付加価値とは
『暮らしの土台となる安心や機能にその人らしい心地よさや美しさを重ねていくもの。』
その意味には、人間性が関係してくるのではないかと、私は考えています。
人類が住まいを構えた理由。
それは、生きていくための知恵だったのだと思います。
風や雨をしのぎ、外敵から身を守る。
洞窟に身を寄せていた時代の住まいには、ただ「生きるため」の本質がありました。
やがて人は、安心だけでなく、心地よさや美しさ、
さらに人とのつながりや自分らしさを求めるようになります。
そうして住まいに意味を重ねながら、
人間らしい暮らしをかたちづくっていったのだと思います。
その積み重ねの中で、「付加価値」という概念が生まれてきたのではないでしょうか。
けれど、当たり前のことですが、付加価値とは“付け加えられる価値”です。
そこには必ず、もとになる“本質”が存在しています。
住宅に関わる仕事をする中で感じるのは、
家づくりを考えるとき、その「もとになるもの」が後ろに下がってしまう・・
そういう場面があるということです。
そして受け手である私たちプロ側もまた、本質よりも「どのような付加価値を提案するか」に意識が向きやすい現実があるように感じます。
人類の誕生から数十万年。
現代では「お金」というひとつの尺度を通して、暮らしにさまざまな価値が付けられるようになりました。
たとえば、キッチン。
フルフラットの対面キッチンは、長く人気があり、多くの方が憧れを持たれます。
価格帯も高価なものが多く、空間が広く見え、インテリアとしても美しい存在です。
ここまでの流れから、その魅力をさらにお伝えする話と思われるかもしれませんが、
ここでは少し視点を変えてお話しします。
フルフラット対面のキッチンは、インテリアとしても美しい存在です。
ですが本来、キッチンは“日々使う道具”でもあります。
ご家族のために揚げ物をよくされる方。
忙しい毎日の中で、お弁当箱や水筒の出し入れが負担になり、つい出したままになってしまう方。
これから二人で暮らしを組み立てていく、新生活の方。
「リビングが広く見えるから」
「素敵だから」
「一目で気に入ったから」
その理由は、どれも間違いではありません。
実際に、上手に使いこなしておられるご家庭もあります。
ただその一方で
そのキッチンが間取りに合っているのか。
ご自身の暮らしに合っているのか。
家事動線や、他の空間とのつながり。
ご家族の人数や、キッチンに立つ時間。
そうした視点が十分に整理されないまま、進んでいく場面もあるように感じます。
プランを形にする側と、理想を思い描く側。
その想いが重なり、打ち合わせは楽しく進んでいきます。
そして完成した住まいは、思い描いた通りの美しさを持っています。
けれど、その空間で、これから毎日を過ごしていくのは誰なのか。
この視点は、外さずに持っておきたいところです。
大切にしたいのは、「暮らす人の本質」です。
人にはそれぞれの性格や、これまで積み重ねてきた生活のリズムがあります。
住まいが変わることで整うことはあっても、本質そのものが大きく変わることは多くありません。

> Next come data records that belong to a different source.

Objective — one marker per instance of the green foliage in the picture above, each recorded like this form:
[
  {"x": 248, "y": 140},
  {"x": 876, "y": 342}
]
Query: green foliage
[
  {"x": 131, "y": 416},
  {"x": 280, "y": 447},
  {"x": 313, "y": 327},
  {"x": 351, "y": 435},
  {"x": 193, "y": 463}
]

多くの住まいづくりに関わる人たちは、経験として知っています。
整えられた空間も、時間とともに、そのご家族らしい暮らしのかたちへと
変わっていくことを。
暮らしが重なっていく中で生まれるその変化は、
特別なことではなく、ごく自然なことでもあります。
だからこそ、
家づくりの段階で大切なのは、見た目の理想だけではない
どのような毎日を送りどのような性格で、どのような心地よさを求めているのか
そうした“もとになる部分”を、確認しながら進めていくことだと思います。
家は、何のために、誰のために存在するのか。
その問いに向き合いながら進める家づくりは、決して派手ではないかもしれません。
時には立ち止まって考える時間も必要になります。
けれど、その積み重ねが、
暮らしにとって意味のある「付加価値」につながっていくのではないでしょうか。
私は、目に見えるデザインや仕様だけでなく、その前にある「暮らし」と、
その先にある「日々の使い方」までを、切り離さずに考えたいと思っています。
迷ったときほど、
「それは本当に、自分たちの暮らしに合っているのか」
の問いに立ち返ること。
その繰り返しが、結果として無理のない、続いていく住まいにつながるのだと思います。
華やかさや分かりやすさだけではない、少し現実的な視点も含め
住まいづくりの選択肢は、一つではありません。
『付加価値』を楽しみつつ、『本質』も忘れない。そんな家づくりの大切さをお伝えしたく、
今日はこのコラムをつづりました。